Jordan estreitou os olhos, a expressão endurecendo. Ele também tinha suas próprias batalhas internas, e estava claro que a paciência de ambos estava se esgotando.

— Você não é o único que tá com problemas, Vance — disse Jordan, a voz firme. — Todo mundo aqui tem suas coisas pra lidar. Mas a diferença é que a gente tenta, sabe? A gente tenta fazer as coisas funcionarem.

O ar na sala parecia pesado, carregado com a tensão entre os dois. Vance sentia o coração acelerado, a raiva quase transbordando. Ele estava à beira de explodir novamente, mas então a voz calma e controlada de Clark cortou o silêncio.

— Tudo bem por aqui? — Clark entrou na sala, secando as mãos em um pano de prato, a expressão neutra, mas claramente atento ao que estava acontecendo.

Jonathan, tentando desviar a tensão, balançou a cabeça.

— Sim, pai. Só... convidando o Vance pra jogar futebol.

Clark olhou de Vance para Jordan, percebendo a intensidade do momento. Ele sabia que o filho mais novo estava tentando ajudar, mas entendia que Vance ainda precisava de tempo para processar tudo.

— Jordan, Jonathan, por que vocês não vão jogando um pouco? Eu converso com o Vance — sugeriu Clark, mantendo a calma.

Os gêmeos assentiram, relutantes, mas obedientes. Jordan deu uma última olhada para Vance antes de sair. Era um olhar de compreensão, mas também de firmeza. Eles eram irmãos agora, e Jordan não ia recuar tão fácil, mesmo que Vance não estivesse pronto para aceitar isso.

Quando os gêmeos saíram, Clark suspirou e cruzou os braços, olhando para Vance com uma mistura de preocupação e paciência.

— Quer conversar sobre o que acabou de acontecer? — perguntou ele, a voz calma, mas direta.

Vance revirou os olhos e passou a mão pelos cabelos loiros cacheados, frustrado.

— Não tem nada pra conversar, tá legal? Eu só... não sei o que vocês querem de mim — disse ele, tentando controlar a raiva que ainda fervia em seu peito. — Vocês acham que é só "se integrar" e pronto? Eu não quero ser parte disso.

Clark respirou fundo, entendendo a dor por trás das palavras de Vance. Ele havia passado por muito em pouco tempo, e Clark sabia que forçar uma adaptação rápida não ajudaria.

— Ninguém espera que você se adapte do dia pra noite — disse Clark. — Eu sei que você passou por coisas que nenhum garoto da sua idade deveria passar. E sei que isso não é fácil. Mas, aqui, você tem um lugar. Eu quero que você entenda isso.

Vance não respondeu de imediato, apenas desviou o olhar, tentando processar o que Clark estava dizendo.
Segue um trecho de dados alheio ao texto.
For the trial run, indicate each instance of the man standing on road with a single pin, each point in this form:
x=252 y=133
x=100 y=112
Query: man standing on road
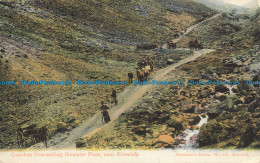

Parte dele queria gritar, socar algo, extravasar a dor e o ressentimento. Mas outra parte... bem, outra parte estava cansada demais para lutar.

Clark se aproximou lentamente, abaixando-se para ficar na altura de Vance. Seu olhar era firme, mas caloroso.

— Você não precisa fazer isso sozinho. — Ele colocou uma mão no ombro de Vance, que inicialmente tensionou, mas depois relaxou um pouco. — Eu estarei aqui, independente de qualquer coisa. Nós estaremos.

As palavras ecoaram na cabeça de Vance, e, por um breve momento, ele permitiu que o peso delas se assentasse. Ele ainda não sabia se poderia confiar plenamente em Clark, ou nos outros. Mas uma coisa estava clara: Clark não ia desistir dele, não importa o quão difícil fosse.

Vance finalmente soltou um longo suspiro e olhou para Clark.

— Só... me dá um tempo, tá? — Ele falou, a voz cansada, mas menos agressiva.

Clark assentiu com um pequeno sorriso.

— Tempo é o que você precisa, e é o que vamos te dar.

Vance não respondeu, mas, ao sair da sala, sentiu algo diferente. Talvez, só talvez, ele pudesse encontrar um jeito de fazer aquilo funcionar. Ele não sabia como, mas, por enquanto, isso seria o suficiente.